The Dallas Cowboys put together a dynasty of their own throughout the 1990s and while their offense was loaded with talent, there was one player who constantly torched the Steelers. That man was none other than Hall of Fame receiver Michael Irvin.
It was not rare to see Irvin dominate his opponents. After all, he was one of the top wide receivers of his era but his play against the Steelers was a big reason why in five career matchups that he participated in, the Cowboys held a 4-1 record against the Steelers while outscoring the black and gold franchise 131-67.
Not including the Cowboys’ Super Bowl victory over the Steelers, Irvin played in four regular season games against the Steelers and the numbers he put up in those games were astronomical.
In four career regular season games against the Steelers, the Cowboys’ Hall of Fame receiver recorded 26 receptions for 522 yards and four touchdowns. Irvin’s first contest against the Steelers came in 1988, a 24-21 loss for the Cowboys. Irvin recorded just three receptions for 73 yards in that game but that would be a quiet performance compared to what was coming.
Irvin would meet the Steelers again in 1991 and not only would he have a huge day, but he would also be responsible for putting the dagger through any thought of a Steelers’ comeback.

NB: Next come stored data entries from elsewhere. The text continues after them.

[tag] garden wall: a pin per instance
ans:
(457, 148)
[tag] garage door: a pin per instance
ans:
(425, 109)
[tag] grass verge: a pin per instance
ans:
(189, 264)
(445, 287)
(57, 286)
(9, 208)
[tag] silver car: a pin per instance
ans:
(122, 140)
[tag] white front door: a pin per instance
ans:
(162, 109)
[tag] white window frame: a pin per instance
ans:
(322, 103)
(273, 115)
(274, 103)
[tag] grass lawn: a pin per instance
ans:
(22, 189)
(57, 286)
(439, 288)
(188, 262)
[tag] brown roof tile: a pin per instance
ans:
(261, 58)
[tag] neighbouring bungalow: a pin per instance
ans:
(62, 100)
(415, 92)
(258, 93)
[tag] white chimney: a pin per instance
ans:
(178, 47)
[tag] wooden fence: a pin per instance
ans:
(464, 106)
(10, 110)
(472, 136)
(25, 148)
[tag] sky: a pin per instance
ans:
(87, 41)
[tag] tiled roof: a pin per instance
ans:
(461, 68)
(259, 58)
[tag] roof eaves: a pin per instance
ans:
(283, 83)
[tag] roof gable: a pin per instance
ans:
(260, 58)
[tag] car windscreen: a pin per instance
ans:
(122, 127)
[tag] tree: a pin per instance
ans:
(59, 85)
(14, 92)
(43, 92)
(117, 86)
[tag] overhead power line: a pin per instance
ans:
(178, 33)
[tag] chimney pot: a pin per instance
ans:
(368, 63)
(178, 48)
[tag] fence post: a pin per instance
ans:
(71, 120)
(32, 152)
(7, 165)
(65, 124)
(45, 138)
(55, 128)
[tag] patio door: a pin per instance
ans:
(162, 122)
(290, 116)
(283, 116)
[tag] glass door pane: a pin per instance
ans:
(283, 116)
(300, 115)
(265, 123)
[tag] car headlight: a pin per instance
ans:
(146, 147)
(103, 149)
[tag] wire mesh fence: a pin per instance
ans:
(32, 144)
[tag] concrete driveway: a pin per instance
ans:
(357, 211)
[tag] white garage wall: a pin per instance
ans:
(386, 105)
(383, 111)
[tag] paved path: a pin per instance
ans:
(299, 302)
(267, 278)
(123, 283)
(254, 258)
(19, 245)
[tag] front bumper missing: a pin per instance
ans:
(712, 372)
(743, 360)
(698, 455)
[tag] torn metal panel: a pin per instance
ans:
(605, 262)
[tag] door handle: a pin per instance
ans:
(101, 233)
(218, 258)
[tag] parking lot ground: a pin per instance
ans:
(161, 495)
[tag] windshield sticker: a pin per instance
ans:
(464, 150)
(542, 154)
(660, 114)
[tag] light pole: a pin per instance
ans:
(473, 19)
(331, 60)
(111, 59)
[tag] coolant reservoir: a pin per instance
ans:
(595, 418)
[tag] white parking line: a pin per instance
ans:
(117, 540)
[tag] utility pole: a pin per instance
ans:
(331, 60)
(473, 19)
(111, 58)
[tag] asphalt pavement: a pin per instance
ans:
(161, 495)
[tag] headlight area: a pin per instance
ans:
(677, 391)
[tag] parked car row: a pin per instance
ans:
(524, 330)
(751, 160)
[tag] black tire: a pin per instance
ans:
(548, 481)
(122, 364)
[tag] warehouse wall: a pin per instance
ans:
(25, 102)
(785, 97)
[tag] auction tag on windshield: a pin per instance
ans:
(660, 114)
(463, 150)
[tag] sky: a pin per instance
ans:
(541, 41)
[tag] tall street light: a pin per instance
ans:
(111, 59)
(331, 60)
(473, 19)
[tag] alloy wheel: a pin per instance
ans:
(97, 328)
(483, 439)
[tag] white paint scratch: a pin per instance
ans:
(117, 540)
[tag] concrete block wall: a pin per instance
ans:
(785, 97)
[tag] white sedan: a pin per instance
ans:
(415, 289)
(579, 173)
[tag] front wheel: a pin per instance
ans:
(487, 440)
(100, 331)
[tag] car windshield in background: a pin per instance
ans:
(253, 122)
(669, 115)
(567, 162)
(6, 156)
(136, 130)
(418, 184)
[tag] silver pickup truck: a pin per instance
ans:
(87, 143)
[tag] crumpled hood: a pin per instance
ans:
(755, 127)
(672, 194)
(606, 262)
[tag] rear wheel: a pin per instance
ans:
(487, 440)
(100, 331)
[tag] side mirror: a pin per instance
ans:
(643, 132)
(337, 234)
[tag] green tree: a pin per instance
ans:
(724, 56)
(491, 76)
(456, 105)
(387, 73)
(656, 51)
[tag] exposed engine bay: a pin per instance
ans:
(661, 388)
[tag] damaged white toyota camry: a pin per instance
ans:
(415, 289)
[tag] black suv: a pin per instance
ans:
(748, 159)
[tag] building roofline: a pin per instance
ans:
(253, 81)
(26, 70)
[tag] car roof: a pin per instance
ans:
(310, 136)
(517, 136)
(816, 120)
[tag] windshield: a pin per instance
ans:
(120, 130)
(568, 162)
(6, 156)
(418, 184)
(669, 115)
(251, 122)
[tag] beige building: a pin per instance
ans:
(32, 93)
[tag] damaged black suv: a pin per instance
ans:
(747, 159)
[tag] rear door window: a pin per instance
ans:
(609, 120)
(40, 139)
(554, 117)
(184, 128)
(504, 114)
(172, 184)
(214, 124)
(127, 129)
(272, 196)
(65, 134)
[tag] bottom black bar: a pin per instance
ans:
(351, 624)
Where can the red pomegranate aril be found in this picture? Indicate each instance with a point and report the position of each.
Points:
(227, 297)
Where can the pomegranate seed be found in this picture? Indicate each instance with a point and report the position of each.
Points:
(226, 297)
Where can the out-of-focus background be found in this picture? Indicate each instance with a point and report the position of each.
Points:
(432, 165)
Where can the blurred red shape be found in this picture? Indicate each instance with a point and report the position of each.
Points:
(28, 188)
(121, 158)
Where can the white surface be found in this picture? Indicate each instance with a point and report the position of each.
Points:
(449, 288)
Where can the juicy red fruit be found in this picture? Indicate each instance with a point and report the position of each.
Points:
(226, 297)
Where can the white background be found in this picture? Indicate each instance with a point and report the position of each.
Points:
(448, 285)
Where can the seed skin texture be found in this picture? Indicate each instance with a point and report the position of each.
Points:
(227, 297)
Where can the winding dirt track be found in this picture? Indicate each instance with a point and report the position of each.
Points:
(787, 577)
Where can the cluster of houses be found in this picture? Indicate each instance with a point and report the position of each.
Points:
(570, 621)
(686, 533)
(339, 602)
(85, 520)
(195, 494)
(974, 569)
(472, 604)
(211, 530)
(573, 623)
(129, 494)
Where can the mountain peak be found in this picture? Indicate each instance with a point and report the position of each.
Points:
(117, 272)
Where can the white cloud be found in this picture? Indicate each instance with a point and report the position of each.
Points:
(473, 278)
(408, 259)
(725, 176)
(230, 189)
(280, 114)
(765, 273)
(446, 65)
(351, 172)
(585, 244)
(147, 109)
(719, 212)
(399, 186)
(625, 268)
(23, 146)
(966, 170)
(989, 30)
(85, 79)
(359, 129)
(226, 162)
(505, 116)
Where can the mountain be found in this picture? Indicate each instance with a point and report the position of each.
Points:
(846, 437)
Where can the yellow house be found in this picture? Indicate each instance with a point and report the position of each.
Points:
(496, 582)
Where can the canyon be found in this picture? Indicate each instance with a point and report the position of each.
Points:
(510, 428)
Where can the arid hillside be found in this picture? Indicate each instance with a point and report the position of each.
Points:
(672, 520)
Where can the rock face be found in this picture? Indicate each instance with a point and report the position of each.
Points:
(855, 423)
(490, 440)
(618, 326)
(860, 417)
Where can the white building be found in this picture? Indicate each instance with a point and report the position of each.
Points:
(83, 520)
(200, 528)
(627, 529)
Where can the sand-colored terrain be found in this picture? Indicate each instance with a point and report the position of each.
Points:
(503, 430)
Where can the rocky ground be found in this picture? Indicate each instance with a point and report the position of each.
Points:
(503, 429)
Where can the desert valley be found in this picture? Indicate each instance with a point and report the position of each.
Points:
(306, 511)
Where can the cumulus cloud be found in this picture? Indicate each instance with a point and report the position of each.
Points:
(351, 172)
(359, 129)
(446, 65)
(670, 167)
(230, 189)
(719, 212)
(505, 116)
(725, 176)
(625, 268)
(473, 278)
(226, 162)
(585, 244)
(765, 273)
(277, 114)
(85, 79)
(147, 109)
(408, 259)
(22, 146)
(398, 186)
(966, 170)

The Cowboys up 13-10 were facing a crucial 3rd and 10 during the fourth quarter. A failure to convert would gift the football back to the Steelers, giving them the chance to take the lead. The ball would go back to the Steelers but they would not have the chance to overtake the Cowboys on the scoreboard as Irvin put the game on ice, scoring a 66-yard touchdown to give America’s Team a 20-10 lead. Irvin’s touchdown spoiled any hopes of a Steelers’ comeback and it would add to his already big day as the receiver finished with eight receptions for 157 yards and one touchdown.
It is now Week One of the 1994 season. This game is a memorable one, just not for Steelers’ fans. It would be Barry Switzer’s first official game as the Cowboys’ head coach and his debut would come at Three Rivers Stadium. Home field advantage did not seem to do much for the Steelers as they were blown out 26-9 by the Cowboys and Irvin enjoyed another stellar day, catching eight passes for 139 yards.
The Steelers’ secondary was just not able to keep up with Irvin, especially over the top. Even with a safety overtop, the Hall of Fame receiver was able to burn the secondary for a 39-yard gain right before halftime, which led to another Cowboys’ field goal.
Irvin’s dominance continued in the second half. First, he burned Steelers’ cornerback Rod Woodson for a big gain over the top again. He was not exclusively limited to the sideline as he also worked over the middle of the field. Both of those catches led to field goals as the Cowboys marched to a 26-9 victory.
The year is now 1997, three years have passed since the last time the Steelers welcomed the Cowboys into Three Rivers Stadium. Despite all the changes that occurred during this three-year span, two aspects remained constant. The Cowboys would walk into Pittsburgh and win easily, this time by the score of 37-7 and Irvin would have another big game.
Irvin would find the end zone twice, scoring two touchdowns on seven receptions for 153 yards. The first touchdown was an absolute masterpiece from Irvin and Troy Aikman. A 42-yard touchdown pass down the right sideline would put the Cowboys ahead 14-0 but Irvin was not done carving up the secondary just yet. Later in the second quarter, Irvin would reel in a 55-yard catch down the field with Chad Scott in coverage. There was no stopping the Cowboys or Irvin as another blowout victory ensued.
While the Steelers may have enjoyed a lot of success against the Cowboys in the 70s, the 90s were a different era. It was an era dominated by Emmitt Smith, Aikman and Irvin. While all three contributed to the Cowboys’ reign over the Steelers, Irvin was nearly un-coverable and his big play ability was a major factor in the Cowboys’ dominance.